De camino a casa no dejé de pensar en Steve, en su mal aspecto y en lo que lo había provocado. Pensé en el veneno que corría por sus venas y me pareció casi seguro que los médicos fracasarían. Estaba convencido de que ningún doctor del mundo se había enfrentado nunca con el veneno de una araña como Madam Octa.
Por muy mal que hubiera visto a Steve, sabía que estaría mucho peor al cabo de un par de días. Le imaginé conectado a una máquina de respiración asistida, el rostro cubierto por la mascarilla, tubos introduciéndose en su cuerpo. Era horrible.
Sólo había una manera de salvar a Steve. Y yo sabía quién era la única persona que conocía aquel veneno y cómo combatir sus efectos.
Míster Crepsley.
Mientras aparcábamos a la entrada de casa y bajábamos del coche, me decidí: le seguiría la pista y le obligaría a hacer lo que pudiera por Steve. En cuanto oscureciera, me escaparía de casa y encontraría al vampiro dondequiera que se hubiera ocultado. Y si no conseguía sonsacarle información que me permitiera volver con una cura para Steve...
...en ese caso no volvería nunca.
Tuve que esperar hasta casi las once. Me hubiera marchado más temprano, mientras mamá estaba en el hospital, pero un par de amigos de papá pasaron por casa con sus hijos y tuve que ejercer de anfitrión.
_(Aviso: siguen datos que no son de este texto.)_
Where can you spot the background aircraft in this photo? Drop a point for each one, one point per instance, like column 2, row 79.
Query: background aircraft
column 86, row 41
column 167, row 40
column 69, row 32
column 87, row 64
Mamá volvió sobre las diez. Estaba cansada, así que papá se las arregló para deshacerse de las visitas lo antes posible. Tomaron una taza de té y charlaron un rato en la cocina; luego se acostaron. Esperé a que se durmieran y luego me escabullí escaleras abajo y salí por la puerta trasera.
Atravesé veloz la oscuridad como un cometa. Me movía tan rápido que nadie me vio ni oyó. En un bolsillo, llevaba un crucifijo que había encontrado en el joyero de mamá y, en el otro, una botella de agua bendita que uno de los amigos del colegio de papá nos había enviado hacía años. No era capaz de hallar una estaca. Pensé en llevar un cuchillo afilado en su lugar, pero probablemente sólo hubiera conseguido cortarme. Soy un poco torpe con los cuchillos.
El viejo teatro estaba desierto y oscuro como boca de lobo. Esta vez entré por la puerta principal.
No tenía la menor idea de lo que iba a hacer si no encontraba al vampiro, pero de alguna manera presentía que ahí estaría. Tenía una sensación parecida a la de aquel día en que Steve lanzó por los aires los pedacitos de papel con la entrada ganadora mezclada entre ellos, yo cerré los ojos y la atrapé a ciegas. Era cosa del destino.